Government of Canada

 

Making Federal Environmental Assessment Work for the Public and the Planet

Submitted By: Jamie Kneen December 21, 2016

Based on our work, we would like to focus on four areas within the collective recommendations of the Environmental Planning and Assessment Caucus, the Multi-Interest Advisory Committee (MIAC), and the EA Reform Summit.

1. The need to extend assessment beyond biophysical impacts to look at sustainability more inclusively and holistically, including economic, social, and cultural aspects that are currently excluded – or applied as decision-making criteria without having been subject to review and public scrutiny; this has also been discussed as “next-generation EA”.

2. The need to assess the environmental impacts (and sustainability) of regional development plans (regional EA) and policies, plans, and programs (strategic EA) as well as individual projects, and to ensure that there are effective linkages between these different ‘tiers’ of assessment to allow issues arising in project assessments to be brought into regional and strategic EA, and for regional and strategic EA to provide effective guidance for project EA.

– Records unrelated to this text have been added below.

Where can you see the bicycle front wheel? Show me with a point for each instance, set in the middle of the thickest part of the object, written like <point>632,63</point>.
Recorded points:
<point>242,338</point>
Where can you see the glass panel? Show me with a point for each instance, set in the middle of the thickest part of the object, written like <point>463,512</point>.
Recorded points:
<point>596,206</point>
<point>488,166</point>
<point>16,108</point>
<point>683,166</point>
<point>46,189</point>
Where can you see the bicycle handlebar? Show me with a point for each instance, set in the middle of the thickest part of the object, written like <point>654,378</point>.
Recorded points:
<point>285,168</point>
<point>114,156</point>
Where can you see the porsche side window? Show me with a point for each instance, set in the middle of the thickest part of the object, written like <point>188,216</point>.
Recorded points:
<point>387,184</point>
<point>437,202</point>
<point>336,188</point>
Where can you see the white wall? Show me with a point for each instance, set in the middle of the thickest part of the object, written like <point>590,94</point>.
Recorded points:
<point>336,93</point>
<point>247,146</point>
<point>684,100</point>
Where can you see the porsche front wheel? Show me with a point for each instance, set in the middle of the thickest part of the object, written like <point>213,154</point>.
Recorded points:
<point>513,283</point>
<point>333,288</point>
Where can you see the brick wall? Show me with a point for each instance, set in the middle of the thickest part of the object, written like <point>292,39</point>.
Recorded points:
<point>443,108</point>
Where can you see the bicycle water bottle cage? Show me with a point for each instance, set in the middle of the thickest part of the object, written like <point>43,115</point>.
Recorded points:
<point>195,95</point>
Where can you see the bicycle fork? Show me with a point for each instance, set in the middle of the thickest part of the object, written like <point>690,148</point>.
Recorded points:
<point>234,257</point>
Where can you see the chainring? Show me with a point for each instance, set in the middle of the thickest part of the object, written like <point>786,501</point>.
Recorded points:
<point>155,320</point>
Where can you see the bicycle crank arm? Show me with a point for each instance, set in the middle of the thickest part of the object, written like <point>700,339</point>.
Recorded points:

3. The need for a coherent national approach to EA, underpinned by a strong federal role to ensure transparency, consistency, and accountability to the extent possible within Canada’s constitutional division of powers and the recognition and protection of Indigenous jurisdiction and authority, both through negotiated agreements with Canada and in a nation-to-nation relationship between Canada and Indigenous peoples. The rationales for provincial EA processes to be substituted for federal ones, and for multiple federal processes under different EA authorities, are not compelling.

4. The need to ensure that the public has a meaningful role in EA processes, including sufficient time and resources to gather and analyse information as well as to share and discuss information. The EA process must be capable of meaningfully changing the project or plan depending on public input, including rejecting unacceptable or unjustifiable ones.